Revenant sur les orientations générales du projet de la loi de finances 2018 (PLF), l’expert-comptable Walid Ben Salah a affirmé que ces mesures sont sous le signe de « tout va augmenter », pratiquement l’ensemble des impôts et taxes (TVA, taxes à la consommation, droits de douane, droits d’enregistrement, droits de timbre avec l’instauration de nouveaux impôts). Interview.
leconomistemaghrebin.com: Pouvez-vous nous donner un aperçu sur les orientations générales du PLF 2018 ?

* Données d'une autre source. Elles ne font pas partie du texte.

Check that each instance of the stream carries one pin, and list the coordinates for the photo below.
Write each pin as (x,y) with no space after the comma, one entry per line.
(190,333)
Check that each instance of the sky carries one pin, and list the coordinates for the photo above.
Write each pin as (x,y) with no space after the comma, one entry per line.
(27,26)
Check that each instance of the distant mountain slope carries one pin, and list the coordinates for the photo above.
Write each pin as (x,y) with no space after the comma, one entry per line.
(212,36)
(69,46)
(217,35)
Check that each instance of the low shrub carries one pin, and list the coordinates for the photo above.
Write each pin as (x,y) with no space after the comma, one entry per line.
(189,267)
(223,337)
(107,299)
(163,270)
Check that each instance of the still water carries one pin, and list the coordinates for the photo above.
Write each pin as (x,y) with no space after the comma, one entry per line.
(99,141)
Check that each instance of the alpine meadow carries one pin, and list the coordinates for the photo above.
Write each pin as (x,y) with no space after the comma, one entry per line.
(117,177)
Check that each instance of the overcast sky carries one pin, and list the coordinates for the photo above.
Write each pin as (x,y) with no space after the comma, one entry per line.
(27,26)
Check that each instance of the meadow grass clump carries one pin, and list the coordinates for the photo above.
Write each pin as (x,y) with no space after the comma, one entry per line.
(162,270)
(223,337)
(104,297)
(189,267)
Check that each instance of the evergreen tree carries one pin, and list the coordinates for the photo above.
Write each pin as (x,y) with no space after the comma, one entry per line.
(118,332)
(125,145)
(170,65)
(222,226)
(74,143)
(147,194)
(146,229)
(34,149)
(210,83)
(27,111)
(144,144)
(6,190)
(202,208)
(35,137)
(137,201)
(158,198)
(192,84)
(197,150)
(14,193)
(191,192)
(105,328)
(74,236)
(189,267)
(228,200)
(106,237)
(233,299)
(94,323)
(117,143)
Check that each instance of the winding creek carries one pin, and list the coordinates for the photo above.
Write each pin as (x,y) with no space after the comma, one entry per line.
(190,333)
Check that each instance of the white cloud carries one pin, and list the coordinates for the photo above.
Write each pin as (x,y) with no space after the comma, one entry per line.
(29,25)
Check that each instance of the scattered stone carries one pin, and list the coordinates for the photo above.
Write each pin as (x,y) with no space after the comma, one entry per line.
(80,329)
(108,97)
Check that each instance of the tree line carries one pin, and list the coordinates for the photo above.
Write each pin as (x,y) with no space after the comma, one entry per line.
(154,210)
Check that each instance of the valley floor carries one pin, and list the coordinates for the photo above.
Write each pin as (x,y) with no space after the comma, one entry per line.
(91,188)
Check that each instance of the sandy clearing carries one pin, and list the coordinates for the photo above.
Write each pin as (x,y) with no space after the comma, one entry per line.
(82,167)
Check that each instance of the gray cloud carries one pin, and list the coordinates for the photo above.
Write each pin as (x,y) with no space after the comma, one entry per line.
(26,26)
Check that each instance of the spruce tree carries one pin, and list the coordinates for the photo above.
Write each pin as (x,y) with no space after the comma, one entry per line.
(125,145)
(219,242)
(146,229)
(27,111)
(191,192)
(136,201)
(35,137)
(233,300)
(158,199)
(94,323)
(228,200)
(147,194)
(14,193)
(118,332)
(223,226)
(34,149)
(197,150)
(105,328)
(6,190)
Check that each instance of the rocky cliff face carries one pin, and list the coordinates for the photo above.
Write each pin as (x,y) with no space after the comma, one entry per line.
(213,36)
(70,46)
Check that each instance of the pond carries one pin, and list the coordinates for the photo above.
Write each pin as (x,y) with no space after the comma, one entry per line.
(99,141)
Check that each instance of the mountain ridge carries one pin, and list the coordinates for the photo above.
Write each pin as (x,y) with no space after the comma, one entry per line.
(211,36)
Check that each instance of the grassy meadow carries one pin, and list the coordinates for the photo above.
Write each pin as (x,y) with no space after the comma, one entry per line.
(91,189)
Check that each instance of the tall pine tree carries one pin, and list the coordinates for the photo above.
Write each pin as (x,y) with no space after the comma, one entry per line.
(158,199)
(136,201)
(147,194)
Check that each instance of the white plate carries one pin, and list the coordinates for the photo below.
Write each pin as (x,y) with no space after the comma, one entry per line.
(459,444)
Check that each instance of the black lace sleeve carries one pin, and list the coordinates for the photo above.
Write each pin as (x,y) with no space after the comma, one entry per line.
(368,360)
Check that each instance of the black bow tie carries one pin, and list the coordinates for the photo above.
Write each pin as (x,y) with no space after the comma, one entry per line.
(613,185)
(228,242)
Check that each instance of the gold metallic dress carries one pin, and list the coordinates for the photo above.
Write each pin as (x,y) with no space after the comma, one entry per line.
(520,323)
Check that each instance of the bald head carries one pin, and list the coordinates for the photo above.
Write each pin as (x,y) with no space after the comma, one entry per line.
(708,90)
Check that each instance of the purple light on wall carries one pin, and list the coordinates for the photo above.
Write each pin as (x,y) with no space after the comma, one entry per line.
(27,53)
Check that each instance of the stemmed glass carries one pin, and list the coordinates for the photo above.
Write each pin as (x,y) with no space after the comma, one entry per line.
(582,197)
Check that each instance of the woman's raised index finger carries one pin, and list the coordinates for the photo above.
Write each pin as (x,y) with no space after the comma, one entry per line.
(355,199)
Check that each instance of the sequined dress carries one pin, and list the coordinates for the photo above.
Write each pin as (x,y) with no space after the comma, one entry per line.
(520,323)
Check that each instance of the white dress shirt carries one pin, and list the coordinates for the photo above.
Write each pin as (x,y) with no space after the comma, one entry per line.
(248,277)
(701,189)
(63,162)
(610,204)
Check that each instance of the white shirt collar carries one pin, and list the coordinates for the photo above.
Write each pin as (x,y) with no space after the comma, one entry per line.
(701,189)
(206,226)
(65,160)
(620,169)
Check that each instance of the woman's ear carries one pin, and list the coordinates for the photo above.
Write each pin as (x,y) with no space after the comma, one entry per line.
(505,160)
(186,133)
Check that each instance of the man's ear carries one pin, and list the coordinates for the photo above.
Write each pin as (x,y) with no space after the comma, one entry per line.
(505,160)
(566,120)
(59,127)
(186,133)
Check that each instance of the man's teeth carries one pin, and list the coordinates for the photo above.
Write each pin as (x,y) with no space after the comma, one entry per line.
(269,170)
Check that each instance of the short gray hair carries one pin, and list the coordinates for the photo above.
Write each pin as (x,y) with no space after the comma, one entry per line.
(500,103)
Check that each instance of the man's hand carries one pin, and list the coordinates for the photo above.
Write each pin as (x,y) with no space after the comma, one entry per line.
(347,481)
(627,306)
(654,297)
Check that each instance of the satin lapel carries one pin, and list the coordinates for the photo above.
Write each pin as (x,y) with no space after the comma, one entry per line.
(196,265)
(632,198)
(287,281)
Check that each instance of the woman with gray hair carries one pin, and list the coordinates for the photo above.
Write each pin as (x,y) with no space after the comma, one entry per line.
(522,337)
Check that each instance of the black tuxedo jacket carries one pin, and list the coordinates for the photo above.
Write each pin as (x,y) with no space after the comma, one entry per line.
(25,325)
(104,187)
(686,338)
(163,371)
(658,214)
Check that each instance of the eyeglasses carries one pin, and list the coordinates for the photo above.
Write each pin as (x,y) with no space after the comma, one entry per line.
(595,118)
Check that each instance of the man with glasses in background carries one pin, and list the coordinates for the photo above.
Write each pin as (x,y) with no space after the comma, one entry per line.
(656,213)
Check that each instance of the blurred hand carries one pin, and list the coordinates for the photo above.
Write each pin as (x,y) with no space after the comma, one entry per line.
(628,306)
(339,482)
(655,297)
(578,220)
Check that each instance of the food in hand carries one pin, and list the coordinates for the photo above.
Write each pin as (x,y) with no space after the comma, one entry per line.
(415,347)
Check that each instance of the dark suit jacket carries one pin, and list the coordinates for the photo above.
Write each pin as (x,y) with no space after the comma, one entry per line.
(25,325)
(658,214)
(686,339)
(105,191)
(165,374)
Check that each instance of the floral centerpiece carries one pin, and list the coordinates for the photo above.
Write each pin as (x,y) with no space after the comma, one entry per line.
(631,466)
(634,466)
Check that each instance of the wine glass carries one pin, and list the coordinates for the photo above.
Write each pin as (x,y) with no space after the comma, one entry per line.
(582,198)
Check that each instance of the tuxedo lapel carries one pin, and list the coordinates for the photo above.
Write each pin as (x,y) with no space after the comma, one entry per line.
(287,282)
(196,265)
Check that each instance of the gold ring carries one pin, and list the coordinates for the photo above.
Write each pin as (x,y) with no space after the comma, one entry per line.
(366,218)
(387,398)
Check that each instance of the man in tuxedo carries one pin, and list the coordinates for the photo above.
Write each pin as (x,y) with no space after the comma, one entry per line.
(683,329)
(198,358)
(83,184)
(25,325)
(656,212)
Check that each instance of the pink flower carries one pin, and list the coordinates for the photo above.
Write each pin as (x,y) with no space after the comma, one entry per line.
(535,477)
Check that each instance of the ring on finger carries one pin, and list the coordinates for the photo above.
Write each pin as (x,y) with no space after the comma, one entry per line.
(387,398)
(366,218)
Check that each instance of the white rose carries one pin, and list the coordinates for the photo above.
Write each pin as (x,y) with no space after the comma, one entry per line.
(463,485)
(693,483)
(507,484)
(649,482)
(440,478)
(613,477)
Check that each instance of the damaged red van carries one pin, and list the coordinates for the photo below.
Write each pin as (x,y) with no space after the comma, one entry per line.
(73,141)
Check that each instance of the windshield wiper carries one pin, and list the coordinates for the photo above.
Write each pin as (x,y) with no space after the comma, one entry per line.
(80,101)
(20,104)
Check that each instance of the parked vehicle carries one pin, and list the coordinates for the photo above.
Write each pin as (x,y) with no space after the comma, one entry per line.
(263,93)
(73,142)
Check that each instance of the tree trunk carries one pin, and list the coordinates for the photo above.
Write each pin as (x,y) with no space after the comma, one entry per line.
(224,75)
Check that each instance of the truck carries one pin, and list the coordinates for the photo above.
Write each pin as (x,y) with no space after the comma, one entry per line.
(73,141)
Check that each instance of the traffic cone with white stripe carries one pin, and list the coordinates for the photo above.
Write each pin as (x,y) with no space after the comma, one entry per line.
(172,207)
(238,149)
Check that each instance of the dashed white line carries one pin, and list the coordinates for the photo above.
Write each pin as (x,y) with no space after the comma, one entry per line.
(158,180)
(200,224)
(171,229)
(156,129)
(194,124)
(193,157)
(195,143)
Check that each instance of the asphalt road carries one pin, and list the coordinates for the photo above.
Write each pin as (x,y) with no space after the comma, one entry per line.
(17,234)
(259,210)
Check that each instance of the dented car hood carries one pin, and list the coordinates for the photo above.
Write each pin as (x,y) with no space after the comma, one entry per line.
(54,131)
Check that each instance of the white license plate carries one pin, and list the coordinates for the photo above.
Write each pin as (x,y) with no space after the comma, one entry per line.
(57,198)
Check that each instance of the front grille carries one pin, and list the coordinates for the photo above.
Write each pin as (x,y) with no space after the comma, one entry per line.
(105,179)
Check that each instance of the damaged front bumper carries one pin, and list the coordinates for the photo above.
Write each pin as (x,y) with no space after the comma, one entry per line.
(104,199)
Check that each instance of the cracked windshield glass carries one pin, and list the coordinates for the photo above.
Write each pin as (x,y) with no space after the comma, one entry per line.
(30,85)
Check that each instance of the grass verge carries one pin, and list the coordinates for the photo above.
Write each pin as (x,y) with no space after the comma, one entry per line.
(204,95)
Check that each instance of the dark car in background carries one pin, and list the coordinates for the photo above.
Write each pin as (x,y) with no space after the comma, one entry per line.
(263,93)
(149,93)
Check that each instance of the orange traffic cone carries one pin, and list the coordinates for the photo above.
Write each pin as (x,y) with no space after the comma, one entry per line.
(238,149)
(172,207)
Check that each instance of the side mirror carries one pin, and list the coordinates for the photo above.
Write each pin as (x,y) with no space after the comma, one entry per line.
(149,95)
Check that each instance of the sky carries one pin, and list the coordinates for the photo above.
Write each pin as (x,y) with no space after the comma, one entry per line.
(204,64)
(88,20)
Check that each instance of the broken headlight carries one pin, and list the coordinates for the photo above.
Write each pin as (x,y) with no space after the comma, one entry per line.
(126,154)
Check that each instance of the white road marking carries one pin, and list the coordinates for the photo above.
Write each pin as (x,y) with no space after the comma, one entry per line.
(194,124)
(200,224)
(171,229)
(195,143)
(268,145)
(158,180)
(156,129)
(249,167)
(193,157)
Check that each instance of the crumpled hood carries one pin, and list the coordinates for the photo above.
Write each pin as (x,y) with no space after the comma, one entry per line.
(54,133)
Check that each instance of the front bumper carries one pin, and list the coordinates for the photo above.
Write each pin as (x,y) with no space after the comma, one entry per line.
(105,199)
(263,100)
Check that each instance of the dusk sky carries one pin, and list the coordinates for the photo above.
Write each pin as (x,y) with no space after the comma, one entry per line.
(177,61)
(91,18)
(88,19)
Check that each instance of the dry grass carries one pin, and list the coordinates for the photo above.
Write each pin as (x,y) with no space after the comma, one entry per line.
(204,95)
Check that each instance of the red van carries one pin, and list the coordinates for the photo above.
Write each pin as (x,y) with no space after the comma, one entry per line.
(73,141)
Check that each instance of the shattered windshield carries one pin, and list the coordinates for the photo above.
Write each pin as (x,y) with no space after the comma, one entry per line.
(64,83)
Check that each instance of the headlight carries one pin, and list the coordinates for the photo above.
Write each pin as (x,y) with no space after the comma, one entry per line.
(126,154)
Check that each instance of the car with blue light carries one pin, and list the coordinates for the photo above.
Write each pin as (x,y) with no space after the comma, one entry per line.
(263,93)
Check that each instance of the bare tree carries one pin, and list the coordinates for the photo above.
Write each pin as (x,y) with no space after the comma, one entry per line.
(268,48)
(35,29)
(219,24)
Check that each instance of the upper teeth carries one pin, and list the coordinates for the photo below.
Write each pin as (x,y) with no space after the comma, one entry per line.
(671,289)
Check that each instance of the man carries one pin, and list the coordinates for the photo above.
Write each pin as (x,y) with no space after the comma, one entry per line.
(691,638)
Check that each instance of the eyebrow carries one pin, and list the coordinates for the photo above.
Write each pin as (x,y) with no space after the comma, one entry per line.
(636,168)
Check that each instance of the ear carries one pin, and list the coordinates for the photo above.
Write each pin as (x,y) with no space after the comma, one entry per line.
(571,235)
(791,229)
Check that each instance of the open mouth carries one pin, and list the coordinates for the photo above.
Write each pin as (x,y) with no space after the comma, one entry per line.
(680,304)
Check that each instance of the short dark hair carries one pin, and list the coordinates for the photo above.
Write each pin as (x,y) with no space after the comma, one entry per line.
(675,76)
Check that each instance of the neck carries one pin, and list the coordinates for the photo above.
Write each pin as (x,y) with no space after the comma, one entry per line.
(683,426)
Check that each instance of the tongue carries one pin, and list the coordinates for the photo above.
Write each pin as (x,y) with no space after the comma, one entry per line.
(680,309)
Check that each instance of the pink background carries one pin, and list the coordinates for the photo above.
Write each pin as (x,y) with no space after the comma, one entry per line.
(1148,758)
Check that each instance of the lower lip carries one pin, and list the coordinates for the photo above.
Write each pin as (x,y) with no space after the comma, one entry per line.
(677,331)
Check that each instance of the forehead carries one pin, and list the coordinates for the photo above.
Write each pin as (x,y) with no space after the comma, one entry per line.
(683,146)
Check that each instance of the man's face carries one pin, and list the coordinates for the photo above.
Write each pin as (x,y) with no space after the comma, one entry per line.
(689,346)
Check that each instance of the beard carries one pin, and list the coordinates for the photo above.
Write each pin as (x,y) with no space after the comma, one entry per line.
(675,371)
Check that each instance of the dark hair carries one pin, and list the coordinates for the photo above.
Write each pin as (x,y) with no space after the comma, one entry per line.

Walid Ben Salah: Pour les mesures qui concernent les personnes physiques, le PLF 2018 prévoit plusieurs augmentations, à savoir:
- Augmentation du taux de TVA de 18 à 19% sur la majorité des produits ;
- Augmentation du taux de TVA de 6 à 7% sur les services de la santé publique, transport, services touristiques et les cafés ;
- Augmentation des taxes à la consommation sur certains produits, telles que les voitures de tourisme, l’alcool, le marbre, le tabac ;
- Augmentation des droits de douane sur certains produits agricoles et agroalimentaires de 20 à 30% ;
- Augmentation des tarifs de vignettes sur les voitures de tourisme et les voitures utilitaires, et ce, en fonction de la puissance fiscale ;
- Augmentation du droit de timbre sur les voyages pour passer de 60 à 80 DT ;
- Augmentation de la taxe unique sur les assurances de 5 à 6% pour les risques de navigation aérienne et maritime, et de 10 à 12% pour les autres risques ;
- Augmentation du droit de timbre dû sur les écrits, les contrats, les registres… pour passer de 3DT par feuille à 5DT par page, et du droit de timbre sur d’autres écrits non précisés ;
- Augmentation de 20% sur les services téléphoniques ;
- Augmentation de la retenue à la source sur les dividendes. Ceci concerne les personnes physiques et morales ;
- Pour les personnes morales seulement, certaines entreprises exonérées ne le seront plus et seront donc soumises à l’impôt sur les sociétés (IS) ;
- Augmentation de la Retenue à la source sur les dividendes de 5 à 10% sans pour autant diminuer le taux de l’IS. Ceci aura un coût supplémentaire, soit des proportions supérieurrs à un taux d’IS de 30% allant jusqu’à 41,5% pour les secteurs soumis à 35% d’IS comme les banques, les assurances, le secteur pétrolier, les télécoms…Il s’agit d’une pression fiscale très importante ayant des répercussions négatives sur l’investissement et sur la dynamique du marché financier qui n’a enregistré en 2017 aucune introduction.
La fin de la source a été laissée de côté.